Just being noticed and appreciated contributes to happiness, said Terri L. Orbuch, who has followed 373 couples over 27 years in a study called “The Early Years of Marriage Project,” funded in part by the National Institutes of Health.

“What I found is small gestures, like saying ‘thank you,’ ‘I love you,’ ‘you’re special ,’ ‘you make my life exciting’ — affirmation and validation — are really important,” said Orbuch, who wrote “Five Simple Steps to Take Your Marriage From Good to Great.” She’s a professor of sociology at Oakland University in Michigan and a research professor at the Institute for Social Research at the University of Michigan.

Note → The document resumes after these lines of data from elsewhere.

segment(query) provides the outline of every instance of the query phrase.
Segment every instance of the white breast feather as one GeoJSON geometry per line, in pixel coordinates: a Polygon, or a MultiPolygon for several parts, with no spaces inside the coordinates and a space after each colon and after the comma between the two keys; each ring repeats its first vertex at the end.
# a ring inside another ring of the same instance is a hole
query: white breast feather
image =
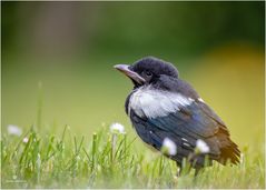
{"type": "Polygon", "coordinates": [[[129,114],[134,109],[139,117],[157,118],[176,112],[180,107],[189,106],[191,98],[186,98],[180,93],[173,93],[160,90],[151,90],[150,87],[139,88],[134,92],[129,100],[129,114]]]}

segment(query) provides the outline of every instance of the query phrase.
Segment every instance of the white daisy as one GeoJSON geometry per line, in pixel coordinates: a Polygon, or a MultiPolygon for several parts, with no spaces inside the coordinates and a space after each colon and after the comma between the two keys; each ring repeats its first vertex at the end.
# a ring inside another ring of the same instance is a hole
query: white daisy
{"type": "Polygon", "coordinates": [[[169,156],[175,156],[177,153],[177,146],[169,138],[165,138],[164,141],[162,141],[161,151],[164,153],[169,154],[169,156]]]}
{"type": "Polygon", "coordinates": [[[23,142],[27,143],[29,141],[28,138],[23,138],[23,142]]]}
{"type": "Polygon", "coordinates": [[[196,149],[199,151],[199,153],[208,153],[209,152],[208,144],[201,139],[198,139],[196,141],[196,149]]]}

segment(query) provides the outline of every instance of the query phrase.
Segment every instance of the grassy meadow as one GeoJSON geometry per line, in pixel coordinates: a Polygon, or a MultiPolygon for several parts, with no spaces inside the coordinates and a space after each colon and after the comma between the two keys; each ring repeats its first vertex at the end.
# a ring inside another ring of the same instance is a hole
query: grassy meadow
{"type": "Polygon", "coordinates": [[[1,188],[265,189],[265,2],[1,2],[1,188]],[[173,62],[240,163],[194,178],[137,137],[112,67],[173,62]],[[121,123],[126,133],[110,131],[121,123]]]}
{"type": "Polygon", "coordinates": [[[176,164],[137,137],[124,112],[131,83],[112,69],[117,60],[86,68],[96,71],[90,74],[66,67],[60,76],[39,68],[17,76],[9,67],[2,86],[2,188],[264,188],[264,57],[255,50],[221,47],[195,60],[204,62],[200,68],[176,63],[181,78],[228,124],[243,152],[240,164],[215,163],[197,180],[194,171],[177,178],[176,164]],[[115,147],[114,122],[127,132],[115,147]],[[11,123],[23,134],[9,134],[11,123]]]}

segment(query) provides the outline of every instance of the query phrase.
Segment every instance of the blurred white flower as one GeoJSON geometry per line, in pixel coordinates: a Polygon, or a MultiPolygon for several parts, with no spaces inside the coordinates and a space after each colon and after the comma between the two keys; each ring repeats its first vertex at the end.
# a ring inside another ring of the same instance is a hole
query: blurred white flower
{"type": "Polygon", "coordinates": [[[23,142],[27,143],[29,141],[28,138],[23,138],[23,142]]]}
{"type": "Polygon", "coordinates": [[[125,127],[118,122],[115,122],[110,126],[111,133],[126,133],[125,127]]]}
{"type": "Polygon", "coordinates": [[[208,153],[209,152],[208,144],[201,139],[198,139],[196,141],[196,149],[199,151],[199,153],[208,153]]]}
{"type": "Polygon", "coordinates": [[[22,130],[18,126],[9,124],[8,126],[8,133],[13,134],[13,136],[21,136],[22,130]]]}
{"type": "Polygon", "coordinates": [[[40,156],[40,153],[37,154],[36,163],[37,163],[37,168],[40,169],[40,167],[41,167],[41,156],[40,156]]]}
{"type": "Polygon", "coordinates": [[[164,141],[162,141],[161,151],[164,153],[169,154],[169,156],[175,156],[177,153],[177,146],[169,138],[165,138],[164,141]]]}

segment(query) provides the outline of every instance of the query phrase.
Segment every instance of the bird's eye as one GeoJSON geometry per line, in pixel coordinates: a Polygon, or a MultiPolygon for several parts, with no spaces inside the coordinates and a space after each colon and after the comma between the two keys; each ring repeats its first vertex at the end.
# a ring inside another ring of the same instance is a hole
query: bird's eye
{"type": "Polygon", "coordinates": [[[151,77],[152,76],[152,73],[150,71],[145,71],[145,73],[146,73],[147,77],[151,77]]]}

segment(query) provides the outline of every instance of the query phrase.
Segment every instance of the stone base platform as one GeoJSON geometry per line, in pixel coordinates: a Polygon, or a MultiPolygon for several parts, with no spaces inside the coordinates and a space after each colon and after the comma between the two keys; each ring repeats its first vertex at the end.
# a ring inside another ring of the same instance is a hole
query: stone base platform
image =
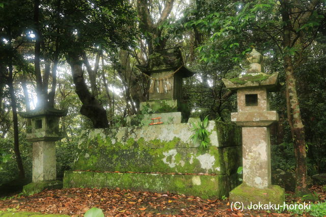
{"type": "Polygon", "coordinates": [[[229,176],[170,175],[159,173],[122,173],[65,171],[64,188],[96,188],[129,189],[193,195],[202,199],[227,196],[229,176]]]}
{"type": "Polygon", "coordinates": [[[242,203],[246,208],[252,204],[283,205],[285,201],[284,189],[279,185],[260,189],[242,183],[230,192],[230,202],[242,203]]]}
{"type": "Polygon", "coordinates": [[[210,144],[204,149],[189,139],[194,132],[188,123],[83,131],[75,171],[65,172],[64,187],[119,187],[203,198],[227,196],[239,184],[240,129],[214,121],[206,129],[210,144]]]}

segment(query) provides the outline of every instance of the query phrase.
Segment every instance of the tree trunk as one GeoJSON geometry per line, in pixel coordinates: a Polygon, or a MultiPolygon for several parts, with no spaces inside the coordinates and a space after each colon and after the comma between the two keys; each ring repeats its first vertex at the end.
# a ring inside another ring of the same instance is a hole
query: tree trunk
{"type": "MultiPolygon", "coordinates": [[[[29,97],[29,90],[27,88],[27,85],[26,84],[26,80],[25,78],[23,78],[21,81],[21,87],[24,92],[24,101],[25,102],[25,107],[26,108],[26,111],[31,111],[31,102],[30,102],[30,98],[29,97]]],[[[31,133],[32,128],[32,119],[31,118],[27,118],[27,132],[31,133]]]]}
{"type": "Polygon", "coordinates": [[[291,56],[285,56],[284,68],[286,79],[287,105],[289,107],[290,116],[288,120],[292,138],[294,146],[295,157],[295,192],[298,195],[304,195],[309,192],[307,184],[307,161],[306,153],[306,143],[305,141],[305,131],[302,123],[301,114],[299,107],[299,102],[296,94],[295,80],[294,76],[293,66],[291,56]]]}
{"type": "MultiPolygon", "coordinates": [[[[292,25],[290,19],[290,8],[286,1],[281,2],[283,26],[283,47],[285,52],[291,48],[292,25]]],[[[307,161],[305,131],[296,93],[293,65],[290,53],[284,54],[284,70],[286,82],[286,102],[288,121],[291,129],[295,157],[295,192],[299,195],[307,194],[307,161]]]]}
{"type": "MultiPolygon", "coordinates": [[[[11,59],[10,60],[11,62],[11,59]]],[[[14,127],[14,152],[16,156],[16,161],[19,170],[19,177],[21,179],[25,178],[25,172],[22,165],[20,152],[19,151],[19,141],[18,138],[18,119],[17,113],[17,104],[15,90],[13,85],[12,64],[9,63],[9,77],[8,79],[8,85],[9,87],[9,94],[11,101],[12,109],[12,119],[14,127]]]]}
{"type": "Polygon", "coordinates": [[[108,127],[106,111],[94,96],[91,94],[85,83],[82,69],[83,61],[76,53],[69,52],[68,57],[76,93],[83,103],[80,113],[92,120],[94,128],[108,127]]]}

Together for seven years now, Jason Keller and Christina Rosemeyer each have two children from prior relationships. Learning from their pasts, they share a belief that relationship success requires talking turkey.

“No matter how big or small or stupid it is, you have to be able to talk about it: ‘I felt this way about it,’ ‘Well, I felt this way,’ and ‘I didn’t mean to make you feel that way,'” Keller said. “If you’re arguing, and the hallway is so long, and by the time you get to the front door you’ve made up, that shows you can talk to the person. You have to find someone to communicate with, not just be with.”